The National Jurist magazine reports on a recent study which says that the most robust legal job market that ever existed in this country is right around the corner.  According to the study conducted by Western New England University School of Law professor Renè Reich-Graefe,

  • About 520,000 currently employed lawyers will retire by 2030, requiring new lawyers to fill these positions.
  • An additional 156,000 new jobs will become available as the need for lawyers continues to grow.
  • Due to population increases, more than 166,000 lawyers will be needed to meet the demands of the growing population.
  • More than half of currently practicing lawyers in this country will retire over the next fifteen to twenty years.
  • The median age of lawyers increased from 39 years in 1980 to 49 years in 2005.
  • In 2005, alone, more than 62 percent of all lawyers licensed in the United States were 45 years old or older.
  • Over the next 45 years, the demand for legal services within the United States will increase by nearly one third above the current need. This demand should require an additional 25 percent to 30 percent increase in the number of lawyers needed to meet the rising demand.
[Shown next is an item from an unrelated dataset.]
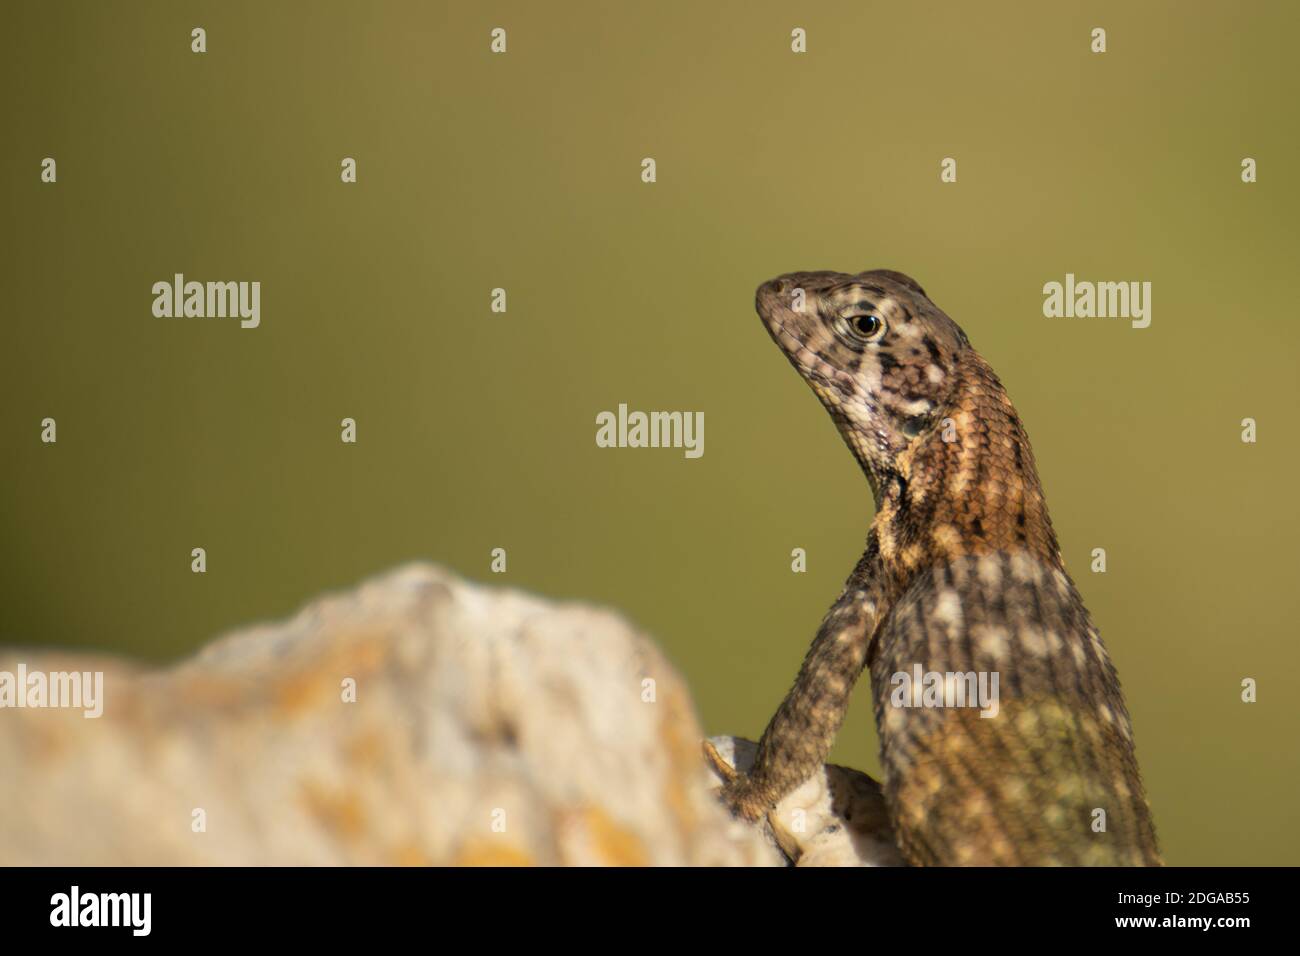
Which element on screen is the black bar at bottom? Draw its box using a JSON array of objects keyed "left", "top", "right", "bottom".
[{"left": 0, "top": 865, "right": 1277, "bottom": 941}]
 “As a result, future law school graduates can expect soon to secure better legal jobs, have more opportunity to move laterally and earn higher incomes over the next two decades and beyond than has been the case for the last thirty years — even when they enter and remain within the legal services market with lesser professional credentials and qualifications as compared to market entrants and participants during the last three decades,” Reich-Graefe said.

These findings are consistent with what Cooley’s President and Dean, Don LeDuc, has been predicting in a series of commentaries.  See “Assessing Future Enrollment” and the three commmentaries referenced in State Bar of Michigan Data Confirms Improved Law-Related Employment. Indeed, at the beginning of 2013, President LeDuc wrote that “Now’s a Great Time to Enter Law School.” And more than two years ago, he noted how “The Aging of Michigan’s Lawyer Base Portends Job Growth.”

Click here for all of President LeDuc’s commentaries.

President LeDuc has not been alone in his views.  We have noted that National Jurist previously reported about increased law jobs for the class of 2016, and that LawCrossing and Crain’s Detroit Business last fall found improvement in legal jobs on both the national and state employment scenes, respectively.